OD: Direction for the company from here? Especially India
SL: The way we look at how the company has to evolve is that there are many areas where have to just to meet basic requirements that our consumer is looking for. And we believe we are either there or nearly there in most of those areas.
On top of that we have to create areas of absolute excellence so, some viewpoints: Our distribution network today, I believe in India, is perhaps the best premium motorcycle distribution network in the country. Other networks, there are some which are much bigger than ours but they are you could say not very premium in nature so we have created a network which looks premium and now is more and more behaving premium. It's the type of training, the type of work, the type of HR culture that we are building amongst our dealer employees, the type of parts availability, the type of service culture... we are putting a lot of energy behind our retail environment.
We have now 15 different regions in India and we are not very centrally controlled. We have a lot of freedom for our regional team members. This is not just a sales and service guy - there are rides community managers, there are people in marketing down there, there are activation people, there's HR, finance they can take decisions on warranty, service, on rides, on events, on local level activity... so they are building and forming communities.

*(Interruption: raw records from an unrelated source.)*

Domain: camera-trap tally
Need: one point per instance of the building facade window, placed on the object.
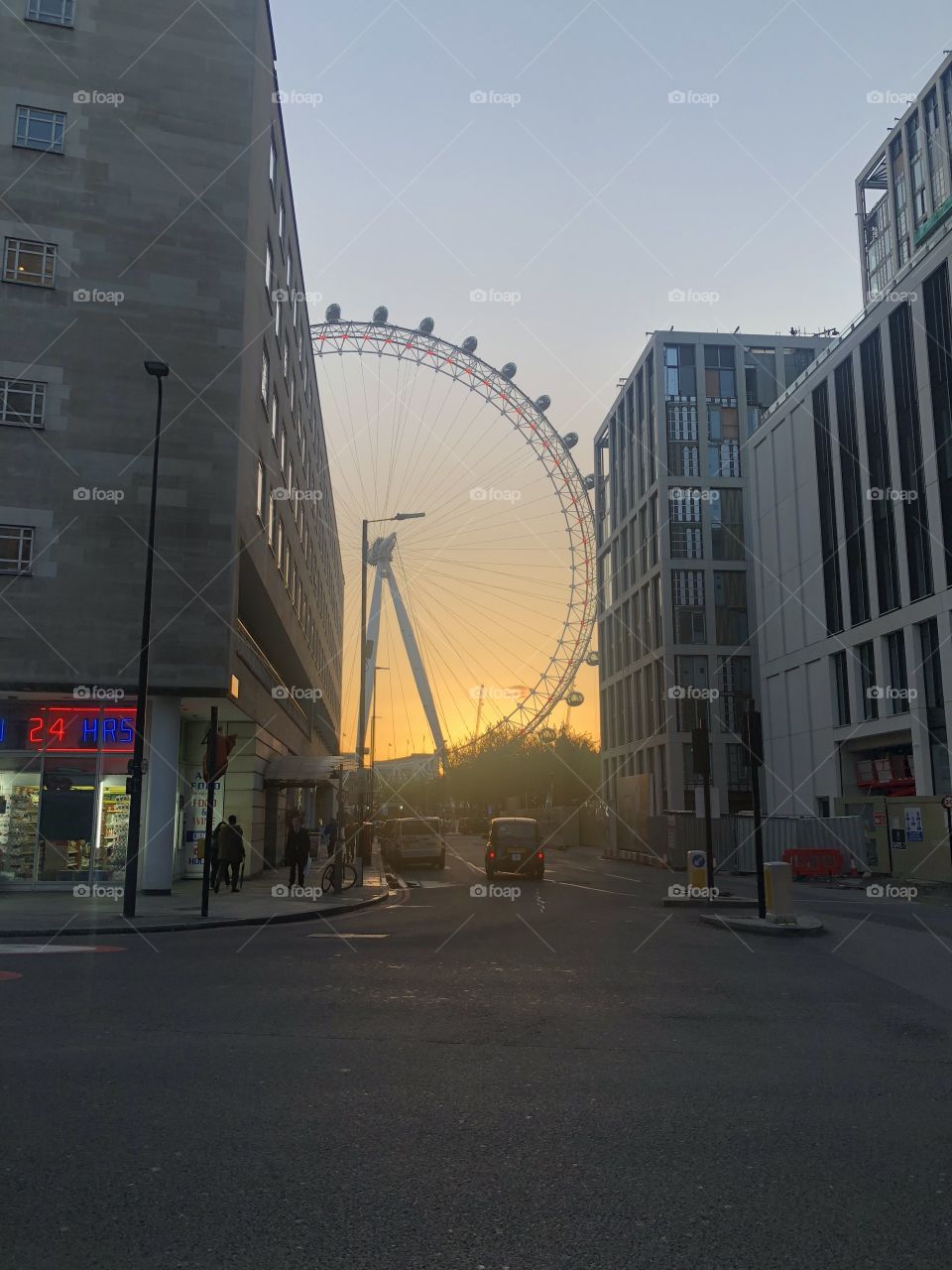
(760, 382)
(58, 13)
(259, 492)
(684, 524)
(730, 607)
(826, 492)
(869, 688)
(266, 377)
(929, 651)
(937, 157)
(897, 697)
(841, 689)
(40, 130)
(900, 194)
(916, 169)
(688, 606)
(22, 403)
(17, 548)
(735, 689)
(726, 524)
(910, 452)
(794, 362)
(679, 371)
(652, 421)
(852, 486)
(938, 340)
(33, 264)
(880, 493)
(690, 691)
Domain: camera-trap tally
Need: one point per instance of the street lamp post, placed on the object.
(134, 785)
(373, 730)
(365, 651)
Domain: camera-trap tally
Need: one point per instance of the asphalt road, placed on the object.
(574, 1078)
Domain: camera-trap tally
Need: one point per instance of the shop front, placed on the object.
(63, 808)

Till now our view of India, or at least mine, is that we are very city centric. But where Royal Enfield has gone down to is D-towns and E-towns. And in those places when people are aspiring to buy a Royal Enfield we have a community there. We have people there who understand them very well and that's very different from just an old-school sales and service network.
This is a prototype ridden by Royal Enfield's official test rider that did a fly-by as we were taken around the Bruntingthorpe Proving Ground, including the near 3km runway at the former USAF base. You can see the twin-shock rear suspension and the normal raised handlebars clearly apart form the test equipment mounted to the back of the bike
OD: Where would you go ride? Which of these bikes would you take?
SL: laughs Which of these bikes? That's a question for day after tomorrow [The Milan show unveil]. Where would I go. It would have to laughs I have been very, very curious about Latin America since I visited Colombia. And I fell in love with that country and that would be one of my primary motivations. It will be work trip laughs.